210.5.1 5.1 Why Mixup Regularizes
By training on points between examples, mixup enforces that the model behave approximately linearly in the space between training samples. This linear interpolation prior reduces oscillation outside the training distribution and yields smoother decision boundaries. A first order analysis shows that mixup is approximately equivalent to a data dependent regularizer that penalizes the curvature of the loss and shrinks the model’s confidence away from the data manifold, which improves both generalization and robustness to corrupted inputs and adversarial perturbations.

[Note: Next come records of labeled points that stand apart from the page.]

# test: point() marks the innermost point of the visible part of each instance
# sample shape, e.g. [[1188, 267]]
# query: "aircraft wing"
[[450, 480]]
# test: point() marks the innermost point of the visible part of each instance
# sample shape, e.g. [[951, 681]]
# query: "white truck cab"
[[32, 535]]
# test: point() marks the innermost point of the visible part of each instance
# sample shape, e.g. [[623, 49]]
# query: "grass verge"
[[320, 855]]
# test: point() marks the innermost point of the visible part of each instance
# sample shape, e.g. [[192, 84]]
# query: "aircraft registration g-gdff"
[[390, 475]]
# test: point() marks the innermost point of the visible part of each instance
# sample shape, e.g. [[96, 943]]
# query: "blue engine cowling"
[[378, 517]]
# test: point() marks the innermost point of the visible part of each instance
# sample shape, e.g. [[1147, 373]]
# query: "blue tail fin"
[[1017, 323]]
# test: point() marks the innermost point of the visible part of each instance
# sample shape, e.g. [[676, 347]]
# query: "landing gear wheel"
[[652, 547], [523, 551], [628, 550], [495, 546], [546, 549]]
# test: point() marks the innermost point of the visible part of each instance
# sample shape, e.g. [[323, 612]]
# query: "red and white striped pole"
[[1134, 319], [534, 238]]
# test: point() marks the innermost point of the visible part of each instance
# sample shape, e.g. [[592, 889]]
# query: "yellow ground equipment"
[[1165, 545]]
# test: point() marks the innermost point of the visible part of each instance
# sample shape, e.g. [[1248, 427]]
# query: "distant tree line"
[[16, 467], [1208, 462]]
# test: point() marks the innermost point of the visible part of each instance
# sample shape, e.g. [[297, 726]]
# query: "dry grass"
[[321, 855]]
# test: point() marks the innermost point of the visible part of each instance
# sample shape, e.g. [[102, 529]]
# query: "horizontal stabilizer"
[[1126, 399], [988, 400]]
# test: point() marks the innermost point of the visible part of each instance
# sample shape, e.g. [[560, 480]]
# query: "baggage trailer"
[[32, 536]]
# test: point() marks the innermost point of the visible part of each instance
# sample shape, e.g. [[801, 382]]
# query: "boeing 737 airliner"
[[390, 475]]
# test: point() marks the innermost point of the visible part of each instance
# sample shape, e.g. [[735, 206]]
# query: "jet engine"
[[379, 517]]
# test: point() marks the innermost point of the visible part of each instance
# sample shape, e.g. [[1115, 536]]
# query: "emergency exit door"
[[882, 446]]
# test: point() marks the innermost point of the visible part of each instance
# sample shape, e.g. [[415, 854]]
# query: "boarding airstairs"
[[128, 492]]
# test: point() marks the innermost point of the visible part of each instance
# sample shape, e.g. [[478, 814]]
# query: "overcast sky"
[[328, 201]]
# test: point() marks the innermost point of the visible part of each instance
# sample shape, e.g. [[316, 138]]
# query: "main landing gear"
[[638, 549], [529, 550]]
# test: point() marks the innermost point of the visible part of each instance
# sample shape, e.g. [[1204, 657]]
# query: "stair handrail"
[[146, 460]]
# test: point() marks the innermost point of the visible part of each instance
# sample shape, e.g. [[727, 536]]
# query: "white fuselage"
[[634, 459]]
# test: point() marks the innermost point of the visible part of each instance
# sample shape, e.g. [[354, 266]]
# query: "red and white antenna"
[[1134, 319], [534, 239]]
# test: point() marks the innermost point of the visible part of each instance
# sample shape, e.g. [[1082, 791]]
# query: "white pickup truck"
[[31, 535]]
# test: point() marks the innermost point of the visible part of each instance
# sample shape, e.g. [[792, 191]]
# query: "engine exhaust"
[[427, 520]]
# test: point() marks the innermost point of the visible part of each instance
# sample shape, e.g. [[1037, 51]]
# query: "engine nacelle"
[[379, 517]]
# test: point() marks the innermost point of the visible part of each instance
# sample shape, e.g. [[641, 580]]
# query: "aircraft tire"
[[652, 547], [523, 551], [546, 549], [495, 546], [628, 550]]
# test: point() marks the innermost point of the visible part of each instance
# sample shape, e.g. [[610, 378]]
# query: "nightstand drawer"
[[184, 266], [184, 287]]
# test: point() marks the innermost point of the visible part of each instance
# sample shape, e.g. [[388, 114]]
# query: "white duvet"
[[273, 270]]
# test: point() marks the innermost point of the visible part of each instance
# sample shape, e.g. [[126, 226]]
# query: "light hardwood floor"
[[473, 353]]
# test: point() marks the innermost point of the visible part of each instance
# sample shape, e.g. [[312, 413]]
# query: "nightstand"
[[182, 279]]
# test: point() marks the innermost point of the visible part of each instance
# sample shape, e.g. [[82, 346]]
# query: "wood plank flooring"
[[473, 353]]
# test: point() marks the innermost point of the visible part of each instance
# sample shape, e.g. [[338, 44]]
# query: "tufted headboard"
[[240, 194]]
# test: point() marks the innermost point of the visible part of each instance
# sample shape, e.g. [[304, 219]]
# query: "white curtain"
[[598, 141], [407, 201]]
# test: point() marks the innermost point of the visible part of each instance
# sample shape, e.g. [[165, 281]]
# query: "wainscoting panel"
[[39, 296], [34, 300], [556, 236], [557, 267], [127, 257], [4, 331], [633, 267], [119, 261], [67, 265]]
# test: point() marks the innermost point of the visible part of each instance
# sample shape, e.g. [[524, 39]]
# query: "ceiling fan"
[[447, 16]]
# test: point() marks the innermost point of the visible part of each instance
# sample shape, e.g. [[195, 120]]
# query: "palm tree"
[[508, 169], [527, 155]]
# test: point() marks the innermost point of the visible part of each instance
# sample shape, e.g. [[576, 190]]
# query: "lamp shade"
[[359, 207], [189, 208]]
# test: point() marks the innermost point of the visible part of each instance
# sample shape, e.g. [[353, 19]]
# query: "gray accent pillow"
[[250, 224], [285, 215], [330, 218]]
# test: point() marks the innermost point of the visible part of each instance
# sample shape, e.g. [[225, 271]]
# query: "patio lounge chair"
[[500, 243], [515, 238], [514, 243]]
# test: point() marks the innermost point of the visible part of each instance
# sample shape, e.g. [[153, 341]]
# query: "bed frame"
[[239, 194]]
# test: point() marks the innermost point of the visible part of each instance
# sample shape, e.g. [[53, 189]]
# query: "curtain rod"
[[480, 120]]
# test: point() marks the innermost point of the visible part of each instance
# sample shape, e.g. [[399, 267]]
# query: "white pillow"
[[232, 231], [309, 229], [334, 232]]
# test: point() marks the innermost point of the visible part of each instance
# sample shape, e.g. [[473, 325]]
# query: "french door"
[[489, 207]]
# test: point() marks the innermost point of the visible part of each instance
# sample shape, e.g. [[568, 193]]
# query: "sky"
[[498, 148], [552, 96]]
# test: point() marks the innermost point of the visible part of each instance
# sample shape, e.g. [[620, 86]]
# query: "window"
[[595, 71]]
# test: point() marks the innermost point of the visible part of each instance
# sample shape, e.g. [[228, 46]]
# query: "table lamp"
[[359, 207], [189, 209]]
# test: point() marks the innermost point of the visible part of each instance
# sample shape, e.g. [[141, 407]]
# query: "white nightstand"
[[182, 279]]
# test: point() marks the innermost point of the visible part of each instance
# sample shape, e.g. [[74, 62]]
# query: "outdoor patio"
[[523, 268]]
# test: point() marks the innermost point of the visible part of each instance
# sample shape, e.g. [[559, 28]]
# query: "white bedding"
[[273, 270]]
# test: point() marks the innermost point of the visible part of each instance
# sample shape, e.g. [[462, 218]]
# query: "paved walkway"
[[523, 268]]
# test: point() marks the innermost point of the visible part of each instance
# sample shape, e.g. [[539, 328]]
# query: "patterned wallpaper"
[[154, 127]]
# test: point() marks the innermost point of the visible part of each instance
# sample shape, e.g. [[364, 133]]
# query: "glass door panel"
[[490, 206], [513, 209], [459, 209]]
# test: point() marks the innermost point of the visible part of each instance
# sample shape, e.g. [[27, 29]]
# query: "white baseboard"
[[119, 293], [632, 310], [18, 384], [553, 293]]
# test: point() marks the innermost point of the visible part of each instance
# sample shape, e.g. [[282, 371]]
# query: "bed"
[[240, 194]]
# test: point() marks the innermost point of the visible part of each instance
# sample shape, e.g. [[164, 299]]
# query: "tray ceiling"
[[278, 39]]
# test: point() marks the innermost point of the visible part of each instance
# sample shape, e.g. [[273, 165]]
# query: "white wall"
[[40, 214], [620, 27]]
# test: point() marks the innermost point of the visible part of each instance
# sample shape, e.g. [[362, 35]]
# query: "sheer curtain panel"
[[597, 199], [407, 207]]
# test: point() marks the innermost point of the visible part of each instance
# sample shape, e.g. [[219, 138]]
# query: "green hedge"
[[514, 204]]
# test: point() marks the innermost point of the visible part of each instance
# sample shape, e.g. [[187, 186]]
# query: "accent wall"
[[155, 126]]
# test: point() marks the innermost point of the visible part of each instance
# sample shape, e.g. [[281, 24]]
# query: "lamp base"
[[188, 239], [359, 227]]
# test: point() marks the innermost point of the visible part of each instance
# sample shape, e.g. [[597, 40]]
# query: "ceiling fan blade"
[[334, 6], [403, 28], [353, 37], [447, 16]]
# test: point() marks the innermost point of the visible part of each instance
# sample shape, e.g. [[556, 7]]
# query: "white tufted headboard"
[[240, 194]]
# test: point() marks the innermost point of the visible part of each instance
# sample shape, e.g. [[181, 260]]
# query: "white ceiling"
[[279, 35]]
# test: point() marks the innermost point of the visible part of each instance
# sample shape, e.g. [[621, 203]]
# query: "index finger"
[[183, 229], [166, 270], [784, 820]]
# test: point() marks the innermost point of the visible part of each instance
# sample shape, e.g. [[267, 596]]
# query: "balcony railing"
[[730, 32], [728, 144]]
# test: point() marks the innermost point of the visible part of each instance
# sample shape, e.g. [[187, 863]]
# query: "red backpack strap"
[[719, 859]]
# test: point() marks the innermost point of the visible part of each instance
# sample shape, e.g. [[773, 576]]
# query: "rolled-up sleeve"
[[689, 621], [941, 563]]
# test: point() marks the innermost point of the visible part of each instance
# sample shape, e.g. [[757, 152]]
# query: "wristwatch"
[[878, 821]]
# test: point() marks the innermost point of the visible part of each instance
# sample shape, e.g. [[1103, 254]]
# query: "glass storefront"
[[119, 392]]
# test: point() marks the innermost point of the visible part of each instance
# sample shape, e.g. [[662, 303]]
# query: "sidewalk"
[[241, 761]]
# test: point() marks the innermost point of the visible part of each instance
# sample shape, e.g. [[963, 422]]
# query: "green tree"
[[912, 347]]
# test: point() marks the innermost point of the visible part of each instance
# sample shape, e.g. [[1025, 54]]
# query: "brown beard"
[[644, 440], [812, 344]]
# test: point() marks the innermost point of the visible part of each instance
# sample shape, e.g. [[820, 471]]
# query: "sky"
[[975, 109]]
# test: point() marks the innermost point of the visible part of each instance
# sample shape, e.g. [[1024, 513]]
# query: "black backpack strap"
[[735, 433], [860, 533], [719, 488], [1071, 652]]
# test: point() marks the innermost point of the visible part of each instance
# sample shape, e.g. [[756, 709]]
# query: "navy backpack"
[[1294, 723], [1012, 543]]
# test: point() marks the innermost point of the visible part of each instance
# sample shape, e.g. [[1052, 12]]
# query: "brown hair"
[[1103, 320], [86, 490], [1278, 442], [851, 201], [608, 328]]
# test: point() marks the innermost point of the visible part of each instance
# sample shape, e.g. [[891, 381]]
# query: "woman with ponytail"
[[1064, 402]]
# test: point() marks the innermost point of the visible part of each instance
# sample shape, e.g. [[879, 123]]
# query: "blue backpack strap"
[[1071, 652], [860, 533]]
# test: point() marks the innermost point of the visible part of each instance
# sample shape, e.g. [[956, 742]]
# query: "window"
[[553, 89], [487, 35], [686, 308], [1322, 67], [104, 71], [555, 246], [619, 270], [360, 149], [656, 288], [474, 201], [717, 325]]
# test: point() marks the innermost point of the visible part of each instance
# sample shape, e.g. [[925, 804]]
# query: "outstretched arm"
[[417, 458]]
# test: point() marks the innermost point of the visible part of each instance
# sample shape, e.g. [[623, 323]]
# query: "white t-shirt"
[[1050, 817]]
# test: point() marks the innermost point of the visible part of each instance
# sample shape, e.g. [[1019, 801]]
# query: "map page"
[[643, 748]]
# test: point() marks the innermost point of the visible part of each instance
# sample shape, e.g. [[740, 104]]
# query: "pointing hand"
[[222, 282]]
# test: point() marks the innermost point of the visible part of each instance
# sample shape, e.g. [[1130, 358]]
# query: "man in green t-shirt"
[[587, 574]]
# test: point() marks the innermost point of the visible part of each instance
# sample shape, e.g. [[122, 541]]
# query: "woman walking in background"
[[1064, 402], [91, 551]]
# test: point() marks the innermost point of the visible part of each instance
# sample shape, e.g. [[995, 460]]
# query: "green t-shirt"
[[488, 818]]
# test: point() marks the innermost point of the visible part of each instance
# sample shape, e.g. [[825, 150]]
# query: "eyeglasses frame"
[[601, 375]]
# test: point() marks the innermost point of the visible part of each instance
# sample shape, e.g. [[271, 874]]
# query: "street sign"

210.5.2 5.2 Variants and Calibration
CutMix replaces the pixel-level blend with a spatial paste, cutting a rectangular patch from one image into another and mixing the labels in proportion to the patch area, which preserves local image statistics that pixel blending destroys. Manifold mixup applies the interpolation at a randomly chosen hidden layer rather than the input, smoothing representations deeper in the network. Mixup trained models are also notably better calibrated than their hard label counterparts, complementing the calibration benefits of label smoothing.
lam = beta(alpha, alpha)
x = lam * x_i + (1 - lam) * x_j
loss = lam * ce(model(x), y_i) + (1 - lam) * ce(model(x), y_j)210.6 6. Stochastic Depth
Stochastic depth regularizes very deep residual networks by randomly dropping entire residual blocks during training. A network with residual blocks \(f_\ell\) computes \(h_\ell = h_{\ell-1} + f_\ell(h_{\ell-1})\) in the standard case. Under stochastic depth a Bernoulli gate \(b_\ell \sim \mathrm{Bernoulli}(p_\ell)\) multiplies each block,
\[ h_\ell = h_{\ell-1} + b_\ell\, f_\ell(h_{\ell-1}), \]
so when \(b_\ell = 0\) the block is skipped and the signal passes through the identity branch unchanged.
210.6.1 6.1 Survival Schedule and Test Time Behavior
The survival probability \(p_\ell\) is typically annealed linearly with depth, \(p_\ell = 1 - \frac{\ell}{L}(1 - p_L)\), so shallow blocks survive almost always and deep blocks are dropped most often. The expected depth of the trained network is \(\sum_\ell p_\ell\), substantially less than the nominal depth \(L\), which shortens gradient paths and speeds training. At test time all blocks are retained and each output is scaled by its survival probability, \(h_\ell = h_{\ell-1} + p_\ell f_\ell(h_{\ell-1})\), so the expected contribution matches the training distribution.
210.6.2 6.2 Ensemble Interpretation
Because each training step samples a random subset of active blocks, stochastic depth trains an implicit ensemble of networks of varying depths that share weights, analogous to the way dropout trains an ensemble of subnetworks. The shorter effective paths also mitigate vanishing gradients, which is why stochastic depth enabled the training of residual networks beyond a thousand layers and remains a standard ingredient in modern vision transformers, where the same block-dropping mechanism is applied to transformer layers.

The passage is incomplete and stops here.